Only three Australia batsmen have scored at a run-a-ball or better since the World Cup (min 10 innings): Warner, Glenn Maxwell and Marcus Stoinis. And while batsmen have come into selection consideration based on explosive Big Bash form, pacing an innings in 50-over cricket has proved to be a more challenging task. Perhaps the standard of the BBL is not quite as high as the success of the tournament suggests or perhaps we are seeing the impact of five years playing the domestic fifty-over tournament as a kind of pre-season tournament. Either way, the Australia batting plans look decidedly old-fashioned.

O Captain, my Captain!

Tim Paine has done an admirable job in leading Australia in the wake of the Cape Town fiasco. He has fronted every media obligation and answered every question with maturity and honesty. He instigated the handshakes that ushered in a series that has been played in good spirits. As the Australia players work to rebuild their reputation and prove they can be competitive without being accused of boorish behaviour, he has brought a sense of calm and stability to the squad and projected as much to the outside world.

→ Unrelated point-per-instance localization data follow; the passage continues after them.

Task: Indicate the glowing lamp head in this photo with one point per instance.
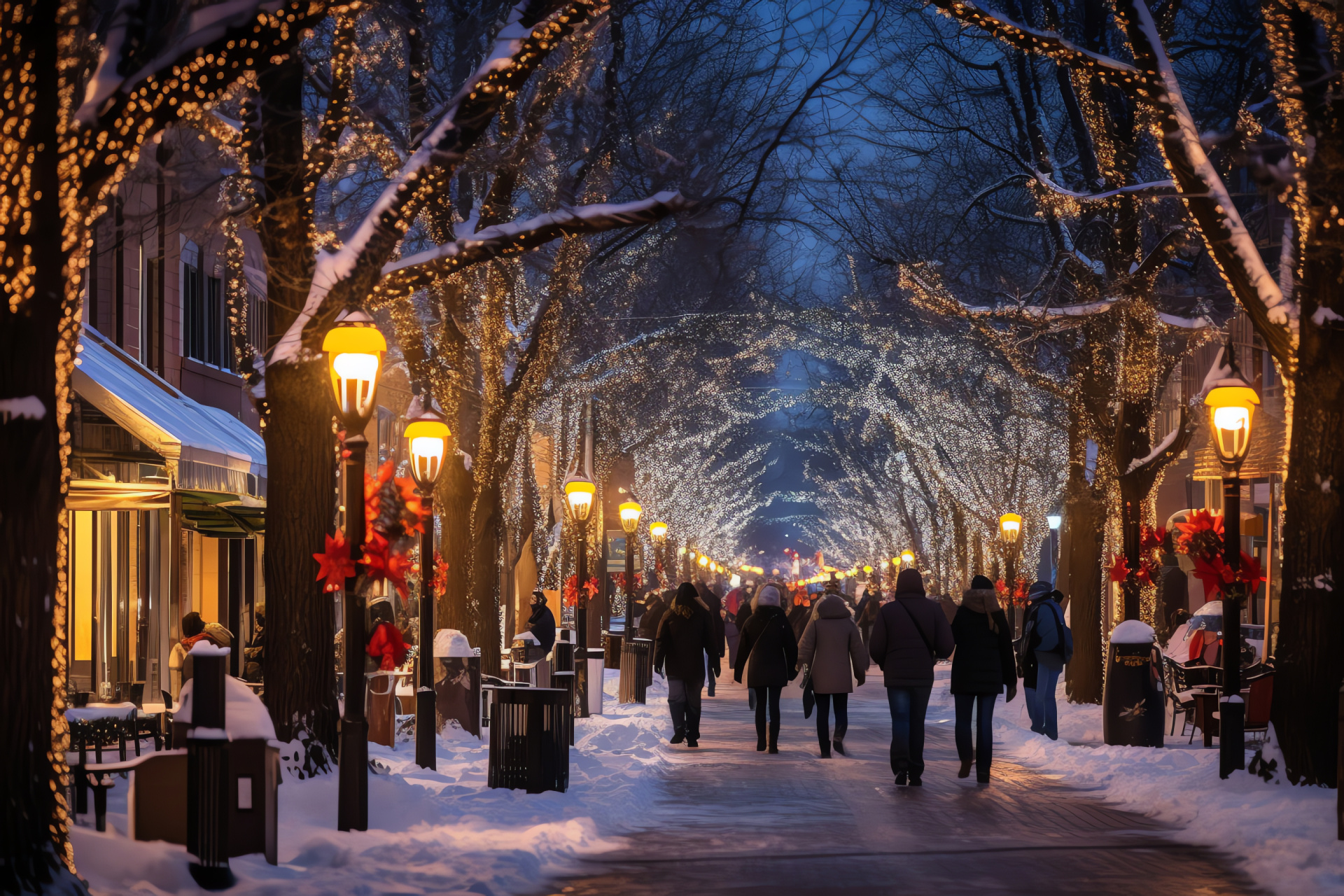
(659, 532)
(631, 512)
(578, 496)
(1231, 409)
(355, 351)
(426, 438)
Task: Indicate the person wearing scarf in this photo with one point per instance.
(981, 668)
(685, 637)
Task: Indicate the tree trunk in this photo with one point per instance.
(1310, 662)
(36, 356)
(300, 617)
(300, 444)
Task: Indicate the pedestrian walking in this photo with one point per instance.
(768, 653)
(1044, 647)
(685, 636)
(909, 636)
(981, 668)
(714, 605)
(867, 613)
(831, 648)
(542, 622)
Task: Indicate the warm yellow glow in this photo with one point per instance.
(580, 493)
(355, 351)
(428, 441)
(1231, 410)
(631, 512)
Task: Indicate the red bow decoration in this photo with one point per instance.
(335, 564)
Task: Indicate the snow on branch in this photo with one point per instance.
(511, 238)
(1208, 198)
(531, 31)
(1046, 43)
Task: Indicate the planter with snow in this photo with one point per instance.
(1133, 713)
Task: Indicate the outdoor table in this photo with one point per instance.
(96, 711)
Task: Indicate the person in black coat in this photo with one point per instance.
(686, 636)
(769, 654)
(714, 603)
(542, 622)
(909, 636)
(981, 666)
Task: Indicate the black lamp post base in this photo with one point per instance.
(211, 876)
(426, 729)
(1231, 734)
(353, 805)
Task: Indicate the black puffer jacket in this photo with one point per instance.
(984, 660)
(685, 637)
(766, 650)
(902, 636)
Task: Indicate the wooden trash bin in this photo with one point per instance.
(530, 739)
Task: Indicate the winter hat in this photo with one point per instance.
(768, 596)
(910, 582)
(1040, 590)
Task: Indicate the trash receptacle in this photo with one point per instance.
(636, 669)
(530, 739)
(1133, 710)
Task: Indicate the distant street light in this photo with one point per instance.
(426, 440)
(355, 352)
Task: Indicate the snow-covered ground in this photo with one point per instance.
(441, 832)
(1284, 834)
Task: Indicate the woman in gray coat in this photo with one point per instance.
(832, 647)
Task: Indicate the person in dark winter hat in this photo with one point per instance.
(654, 609)
(909, 636)
(831, 647)
(542, 622)
(981, 668)
(768, 653)
(1044, 650)
(685, 636)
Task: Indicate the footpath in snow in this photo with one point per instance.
(447, 832)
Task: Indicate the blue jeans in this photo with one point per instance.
(907, 711)
(984, 707)
(1041, 700)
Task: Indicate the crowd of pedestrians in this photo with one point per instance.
(771, 636)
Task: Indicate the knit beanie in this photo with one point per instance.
(910, 582)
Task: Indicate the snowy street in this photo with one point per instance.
(644, 817)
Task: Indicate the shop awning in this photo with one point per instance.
(210, 450)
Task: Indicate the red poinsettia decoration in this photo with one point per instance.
(571, 592)
(335, 564)
(438, 584)
(382, 564)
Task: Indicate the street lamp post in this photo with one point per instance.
(580, 492)
(1231, 410)
(659, 535)
(426, 437)
(631, 514)
(355, 352)
(1009, 532)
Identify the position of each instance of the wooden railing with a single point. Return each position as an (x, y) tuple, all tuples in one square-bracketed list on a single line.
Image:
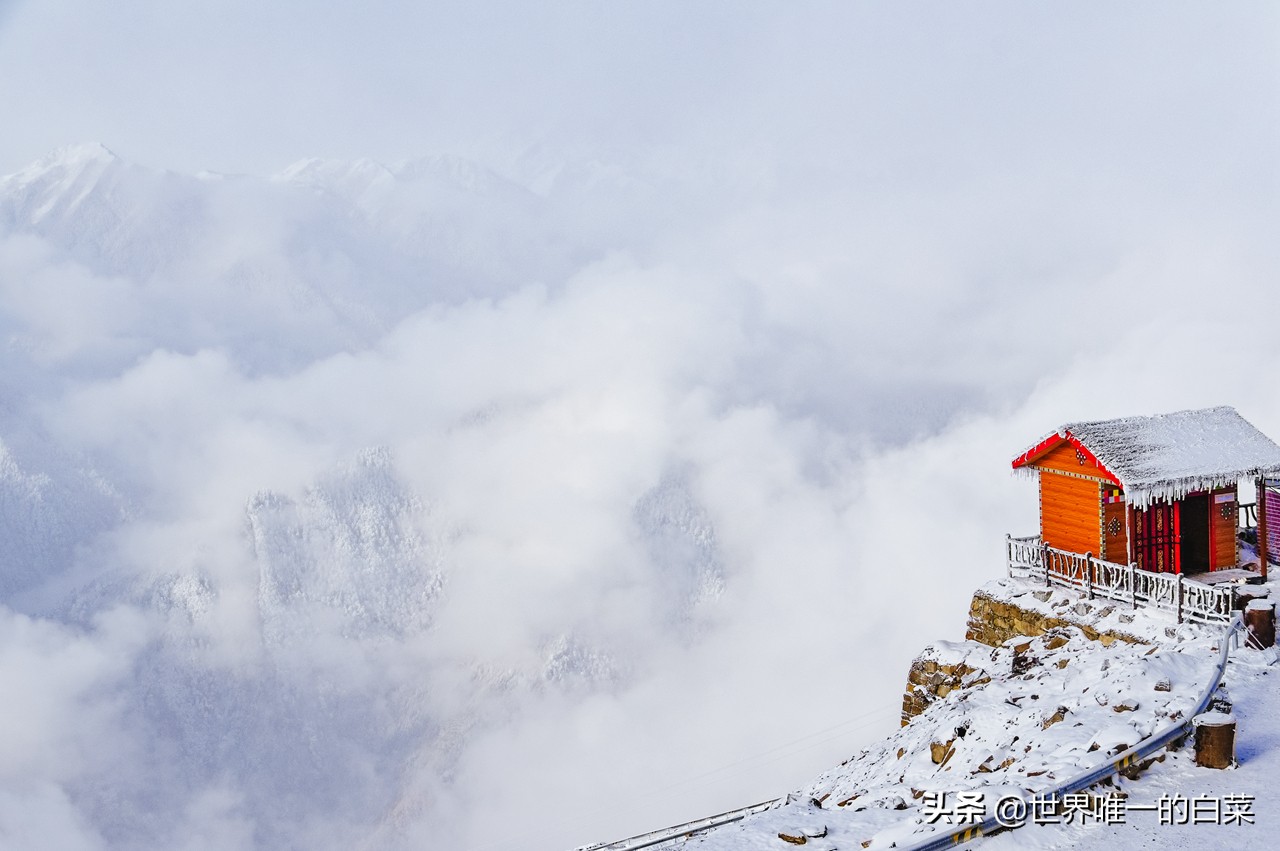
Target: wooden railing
[(1031, 558)]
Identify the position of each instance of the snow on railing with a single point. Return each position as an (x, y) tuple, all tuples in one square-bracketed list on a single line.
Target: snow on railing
[(1031, 558)]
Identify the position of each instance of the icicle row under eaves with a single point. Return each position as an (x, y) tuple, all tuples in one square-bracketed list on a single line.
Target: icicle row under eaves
[(1176, 489)]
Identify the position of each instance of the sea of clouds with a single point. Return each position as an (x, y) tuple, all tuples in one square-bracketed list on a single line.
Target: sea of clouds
[(540, 499)]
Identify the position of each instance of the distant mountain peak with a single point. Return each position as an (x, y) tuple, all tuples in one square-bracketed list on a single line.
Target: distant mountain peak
[(82, 152)]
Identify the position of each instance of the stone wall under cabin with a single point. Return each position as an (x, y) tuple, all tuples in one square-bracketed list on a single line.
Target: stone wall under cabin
[(945, 667)]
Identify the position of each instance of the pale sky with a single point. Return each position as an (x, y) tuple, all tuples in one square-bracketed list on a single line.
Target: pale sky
[(768, 283)]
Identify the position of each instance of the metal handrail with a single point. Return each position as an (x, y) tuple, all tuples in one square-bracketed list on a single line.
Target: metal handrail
[(676, 831)]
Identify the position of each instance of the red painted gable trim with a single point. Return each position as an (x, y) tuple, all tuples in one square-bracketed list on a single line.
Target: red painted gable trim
[(1055, 440)]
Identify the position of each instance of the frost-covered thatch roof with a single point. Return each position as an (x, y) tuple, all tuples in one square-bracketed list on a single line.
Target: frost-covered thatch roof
[(1168, 456)]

But there is no hiding from the fact he has had an unsatisfactory series with the bat; he has averaged just 7.20. Alex Carey has outscored him in the two opportunities given to him and with Australia needing to shore up their batting it appears incongruous to have two wicketkeepers batting in the middle order when only one of them is making runs.

There would be no shame in Australia splitting the red-ball and white-ball captaincy roles and putting the experienced and eloquent Finch in charge of the one-day side while leaving Paine to captain the Test team.

Who goes where?

Trying to predict Australia's batting line-up before each match has proved to be more difficult than selecting the winning lottery numbers. Finch has yo-yoed up and down the order, D'Arcy Short started as an explosive opener before becoming a spinning allrounder and bowlers have done the hokey-pokey in and out of the side as Justin Langer gives each an opportunity to make their mark.

With so many players missing this series is very much about experimentation and experience. While the middle order undoubtedly needs shoring up, it's doubtful Finch will become a regular No. 5. As Chappell said: "I don't think it's ever a good idea to weaken a strength to try and strengthen a weakness. And that's what Australia are doing by moving Finch down to the middle order."

As Agar noted when asked about England's strengths: "They are playing like a team where everyone knows their role and they back themselves and each other to just go and do it. They've set the benchmark, no doubt."

And if a confident, aggressive England side in which everyone is comfortable in their is the benchmark, Australia have a long way to go if they are to succeed in their title defence.